Civil War cleverly masquerades as a dumber movie
With a polarised election coming up in the U.S, A24 and Alex Garland have been brave enough to carve out a foreboding heart of darkness and smart enough to disguise it as a pedestrian thriller.
I hope Civil War tricks people into watching it. Alex Garland’s visceral, personal thriller is an alarming portrait of societal collapse in a dystopian U.S. The fact A24’s marketing has disguised it as IMAX-ready military porn will hopefully pull in audiences who normally adore films of the gun-toting, trigger-happy, warmongering variety.

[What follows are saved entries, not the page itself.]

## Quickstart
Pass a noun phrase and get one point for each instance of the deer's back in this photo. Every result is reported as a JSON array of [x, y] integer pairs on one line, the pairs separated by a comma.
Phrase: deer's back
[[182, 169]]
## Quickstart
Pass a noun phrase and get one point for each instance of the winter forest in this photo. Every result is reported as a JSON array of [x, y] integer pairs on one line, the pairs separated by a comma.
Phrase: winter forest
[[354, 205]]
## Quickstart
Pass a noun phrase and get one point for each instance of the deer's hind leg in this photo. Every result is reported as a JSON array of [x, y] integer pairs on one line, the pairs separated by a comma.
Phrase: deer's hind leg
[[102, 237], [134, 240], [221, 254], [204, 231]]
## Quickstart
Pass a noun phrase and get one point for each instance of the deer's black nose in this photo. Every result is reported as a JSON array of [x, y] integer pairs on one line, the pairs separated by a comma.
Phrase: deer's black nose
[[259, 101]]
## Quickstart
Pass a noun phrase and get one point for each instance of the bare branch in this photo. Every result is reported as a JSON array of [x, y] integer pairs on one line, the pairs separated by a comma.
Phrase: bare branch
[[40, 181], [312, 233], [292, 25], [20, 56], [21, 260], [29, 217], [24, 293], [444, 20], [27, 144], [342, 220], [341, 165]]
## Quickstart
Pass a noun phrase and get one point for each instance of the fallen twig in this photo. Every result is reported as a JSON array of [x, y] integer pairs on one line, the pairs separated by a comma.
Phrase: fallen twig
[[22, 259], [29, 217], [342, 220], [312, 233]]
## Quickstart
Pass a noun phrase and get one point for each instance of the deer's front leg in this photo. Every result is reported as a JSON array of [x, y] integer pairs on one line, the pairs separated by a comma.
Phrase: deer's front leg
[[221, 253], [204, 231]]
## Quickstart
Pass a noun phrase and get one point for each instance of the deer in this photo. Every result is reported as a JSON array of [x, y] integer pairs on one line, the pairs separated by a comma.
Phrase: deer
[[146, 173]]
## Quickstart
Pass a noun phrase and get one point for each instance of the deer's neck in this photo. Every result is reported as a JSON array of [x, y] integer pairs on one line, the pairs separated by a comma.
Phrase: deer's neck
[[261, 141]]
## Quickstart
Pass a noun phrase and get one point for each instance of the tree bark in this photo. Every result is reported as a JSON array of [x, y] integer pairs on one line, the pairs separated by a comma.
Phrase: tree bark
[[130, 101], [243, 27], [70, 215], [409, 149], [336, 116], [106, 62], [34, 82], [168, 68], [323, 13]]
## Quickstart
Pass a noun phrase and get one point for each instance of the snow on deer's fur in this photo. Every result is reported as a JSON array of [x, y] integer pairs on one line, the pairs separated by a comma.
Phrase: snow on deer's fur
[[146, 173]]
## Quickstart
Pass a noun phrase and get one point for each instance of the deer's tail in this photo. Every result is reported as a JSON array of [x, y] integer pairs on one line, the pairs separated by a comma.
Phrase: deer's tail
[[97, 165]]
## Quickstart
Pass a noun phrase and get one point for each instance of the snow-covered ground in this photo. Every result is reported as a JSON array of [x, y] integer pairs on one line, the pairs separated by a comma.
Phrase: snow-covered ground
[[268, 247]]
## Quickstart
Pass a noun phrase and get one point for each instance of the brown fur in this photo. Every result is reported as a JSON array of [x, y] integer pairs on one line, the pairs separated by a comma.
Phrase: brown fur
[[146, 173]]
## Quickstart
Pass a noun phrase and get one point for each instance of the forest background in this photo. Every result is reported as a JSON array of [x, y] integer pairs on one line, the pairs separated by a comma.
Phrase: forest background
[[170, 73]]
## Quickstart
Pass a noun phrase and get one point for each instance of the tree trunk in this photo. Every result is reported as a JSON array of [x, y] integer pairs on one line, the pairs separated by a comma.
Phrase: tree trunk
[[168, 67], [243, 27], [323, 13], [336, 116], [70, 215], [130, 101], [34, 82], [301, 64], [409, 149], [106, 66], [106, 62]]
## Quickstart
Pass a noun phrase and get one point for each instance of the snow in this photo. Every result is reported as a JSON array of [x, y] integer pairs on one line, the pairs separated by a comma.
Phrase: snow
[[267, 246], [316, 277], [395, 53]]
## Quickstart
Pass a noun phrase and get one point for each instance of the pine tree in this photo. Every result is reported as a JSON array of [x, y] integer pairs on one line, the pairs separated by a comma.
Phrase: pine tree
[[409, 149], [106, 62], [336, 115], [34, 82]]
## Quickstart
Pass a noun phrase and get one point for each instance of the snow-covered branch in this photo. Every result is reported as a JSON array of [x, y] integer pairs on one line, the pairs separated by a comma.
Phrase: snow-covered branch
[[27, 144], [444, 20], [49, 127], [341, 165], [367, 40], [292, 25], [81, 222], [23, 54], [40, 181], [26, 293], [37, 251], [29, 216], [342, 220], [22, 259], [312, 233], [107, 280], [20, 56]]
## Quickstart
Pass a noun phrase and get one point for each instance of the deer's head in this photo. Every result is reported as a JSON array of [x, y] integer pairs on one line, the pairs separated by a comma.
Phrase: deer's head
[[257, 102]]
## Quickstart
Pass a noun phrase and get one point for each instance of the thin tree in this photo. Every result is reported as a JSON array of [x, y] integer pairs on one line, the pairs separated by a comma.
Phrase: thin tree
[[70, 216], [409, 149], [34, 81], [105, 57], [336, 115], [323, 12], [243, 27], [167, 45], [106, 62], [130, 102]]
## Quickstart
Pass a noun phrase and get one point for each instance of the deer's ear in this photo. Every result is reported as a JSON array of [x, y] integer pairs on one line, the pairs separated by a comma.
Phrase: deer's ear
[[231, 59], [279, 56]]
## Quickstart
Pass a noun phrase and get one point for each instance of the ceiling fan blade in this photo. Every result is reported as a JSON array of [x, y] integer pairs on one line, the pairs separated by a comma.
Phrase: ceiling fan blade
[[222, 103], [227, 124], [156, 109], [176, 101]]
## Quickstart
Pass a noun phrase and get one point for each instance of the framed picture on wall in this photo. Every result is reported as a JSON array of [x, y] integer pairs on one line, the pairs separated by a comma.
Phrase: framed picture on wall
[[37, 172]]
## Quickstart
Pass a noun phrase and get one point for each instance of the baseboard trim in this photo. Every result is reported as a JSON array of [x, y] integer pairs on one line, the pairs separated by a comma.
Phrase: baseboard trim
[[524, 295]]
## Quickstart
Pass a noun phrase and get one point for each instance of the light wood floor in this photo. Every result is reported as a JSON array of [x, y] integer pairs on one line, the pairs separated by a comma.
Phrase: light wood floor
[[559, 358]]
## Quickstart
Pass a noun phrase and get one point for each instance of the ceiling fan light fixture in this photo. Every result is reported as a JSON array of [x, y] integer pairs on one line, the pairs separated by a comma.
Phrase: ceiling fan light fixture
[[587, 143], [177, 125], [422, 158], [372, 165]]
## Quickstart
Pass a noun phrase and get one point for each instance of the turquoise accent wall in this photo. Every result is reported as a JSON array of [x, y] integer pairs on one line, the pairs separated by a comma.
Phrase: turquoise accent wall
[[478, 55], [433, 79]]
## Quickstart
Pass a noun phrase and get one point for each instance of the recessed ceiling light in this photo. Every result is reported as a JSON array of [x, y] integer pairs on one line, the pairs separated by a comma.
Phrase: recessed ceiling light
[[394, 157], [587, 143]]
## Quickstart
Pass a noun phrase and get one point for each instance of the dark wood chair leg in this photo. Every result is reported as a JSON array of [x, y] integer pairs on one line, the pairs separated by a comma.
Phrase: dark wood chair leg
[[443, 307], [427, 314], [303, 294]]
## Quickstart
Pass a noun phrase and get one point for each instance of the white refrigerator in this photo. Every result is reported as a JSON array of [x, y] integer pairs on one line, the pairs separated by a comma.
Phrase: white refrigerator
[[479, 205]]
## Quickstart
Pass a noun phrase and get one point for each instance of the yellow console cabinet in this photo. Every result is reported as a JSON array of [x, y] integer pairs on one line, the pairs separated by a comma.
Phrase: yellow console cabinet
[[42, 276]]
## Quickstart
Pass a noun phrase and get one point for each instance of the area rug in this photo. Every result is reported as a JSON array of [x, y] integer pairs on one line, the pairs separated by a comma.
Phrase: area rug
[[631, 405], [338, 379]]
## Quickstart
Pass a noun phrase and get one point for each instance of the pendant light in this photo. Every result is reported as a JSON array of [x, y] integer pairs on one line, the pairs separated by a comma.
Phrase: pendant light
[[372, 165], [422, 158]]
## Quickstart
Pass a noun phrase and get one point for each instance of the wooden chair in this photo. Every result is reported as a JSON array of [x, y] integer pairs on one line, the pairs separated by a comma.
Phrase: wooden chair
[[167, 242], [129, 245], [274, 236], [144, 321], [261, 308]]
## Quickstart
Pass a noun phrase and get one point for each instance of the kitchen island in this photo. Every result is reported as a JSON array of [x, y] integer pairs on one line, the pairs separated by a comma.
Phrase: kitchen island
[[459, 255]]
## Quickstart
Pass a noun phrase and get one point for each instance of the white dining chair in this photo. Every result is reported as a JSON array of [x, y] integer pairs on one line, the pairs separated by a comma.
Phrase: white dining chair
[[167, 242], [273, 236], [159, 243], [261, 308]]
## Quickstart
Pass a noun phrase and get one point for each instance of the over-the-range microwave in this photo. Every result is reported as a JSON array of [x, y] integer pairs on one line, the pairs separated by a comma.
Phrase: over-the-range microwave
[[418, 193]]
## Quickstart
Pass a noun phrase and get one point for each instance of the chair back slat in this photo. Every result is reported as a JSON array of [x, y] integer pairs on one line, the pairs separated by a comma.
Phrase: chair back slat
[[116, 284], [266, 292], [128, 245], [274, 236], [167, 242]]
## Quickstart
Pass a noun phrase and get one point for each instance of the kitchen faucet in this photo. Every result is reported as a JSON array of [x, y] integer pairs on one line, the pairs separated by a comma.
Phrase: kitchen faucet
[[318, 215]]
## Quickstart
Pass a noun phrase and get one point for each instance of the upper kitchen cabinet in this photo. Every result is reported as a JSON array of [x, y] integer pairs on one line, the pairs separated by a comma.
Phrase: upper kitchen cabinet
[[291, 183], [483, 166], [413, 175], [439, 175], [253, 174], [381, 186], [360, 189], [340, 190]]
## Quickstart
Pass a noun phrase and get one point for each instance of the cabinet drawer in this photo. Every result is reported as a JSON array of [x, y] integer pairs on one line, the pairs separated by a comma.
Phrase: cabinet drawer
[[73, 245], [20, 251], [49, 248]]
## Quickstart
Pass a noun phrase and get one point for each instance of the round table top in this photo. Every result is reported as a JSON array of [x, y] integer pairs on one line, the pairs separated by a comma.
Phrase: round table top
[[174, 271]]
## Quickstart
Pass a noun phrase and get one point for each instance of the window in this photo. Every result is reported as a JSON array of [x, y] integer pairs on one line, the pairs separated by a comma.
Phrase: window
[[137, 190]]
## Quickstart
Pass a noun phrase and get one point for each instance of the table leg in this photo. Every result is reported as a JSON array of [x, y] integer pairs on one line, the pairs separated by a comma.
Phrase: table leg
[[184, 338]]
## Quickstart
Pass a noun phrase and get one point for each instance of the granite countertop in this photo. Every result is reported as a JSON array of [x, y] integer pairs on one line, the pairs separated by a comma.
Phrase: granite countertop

I left this film genuinely distressed. Civil War, which follows an armed rebellion by California and Texas against the president’s authority, contains many upsetting scenes. I’m not talking about blood and gore. I’m talking about scenes which show how casual killing becomes in an armed conflict. Scenes which show how human morality so quickly becomes a moveable feast once civility collapses, once collective madness takes hold and tears through safe normality. Reason and magnanimity are abandoned. It doesn’t matter who’s the most skilled diplomat, it doesn’t matter what your principles are. All that matters is who has the bigger stick.
I walked home from the cinema feeling uneasy, unsafe and powerless. In a good way - these feelings remind us not to take social stability for granted. You can watch the news and read death statistics or personal accounts of horrific wars in other countries. But that, for me, will not have the same immediacy as watching an intimate portrayal of a war on western soil.
The film draws stark attention to the role of the media in times of violence. The protagonists are four photojournalists hoping to get the last interview with the U.S President (Nick Offerman, because why not?) before the ‘Western Alliance’ depose of him. Garland takes us on a sorrowful ride through a decimated U.S, introducing us to its bombed out cities and unhinged citizens through the eyes of aspiring photographer Jesse (Cailee Spaeny).
Garland presents other kinds of casual indifference to violence here - the indifference with which we consume horrific news and the indifference with which (some of) the media captures and commodifies suffering. With the belief that they are heralds of objectivity, that their photos act as warnings against war, our photographers chase the personal high of capturing a moment of extreme violence on camera. ‘I’ve never felt more alive’ Jesse says, after emerging from a pit full of corpses and witnessing the ruthless murder of an innocent civilian.
Mr Garland’s direction here is masterful. His camera lets you inhabit the characters’ subjectivity, lets you also chase the thrill of snapping a powerful war photograph. It’s an uncomfortable bodily feeling, this line between horror and high. I felt it physically, and would place Civil War in an emerging genre of ‘anxiety film and television’ that also includes the likes of Boiling Point, Uncut Gems and Industry.
Civil War also warns against the divisiveness and tribalism that have come to define our political discourse. I haven’t been on X (formerly known as Twitter, currently known as cesspit) in a while, but last time I checked everyone was still casting first stones and living in glass houses. We’ve become encamped, entrenched and unwilling to listen to opposing views because it threatens our sense of identity.
In Civil War, no one remembers why Americans are fighting each other. No one explains what political rupture tore the country asunder, or why California and Texas are inexplicably on the same side, despite currently occupying the opposing ends of America’s political spectrum. People keep on fighting and killing with casual indifference simply because other people are fighting and killing them. It feels like an all-too-natural escalation of our current political climate, where a politics of rage threatens debate and compromise.
You might think I’m being dramatic. We might watch this film and sit pretty in the west. We might think of bloody conflicts unfolding elsewhere in the world and tell ourselves ‘that won’t happen here’. But after the images that emerged from Capitol Hill in January 2021 - an armed insurrection at the heart of American politics, fermented in the rabbit holes of internet politics - does the dystopia Civil War posits really sit at such a comfortable distance? Garland’s beautiful tragedy of making mistakes and not learning from them makes for essential viewing, and I hope its marketing entices a crowd who might otherwise pass on a more thoughtful thriller.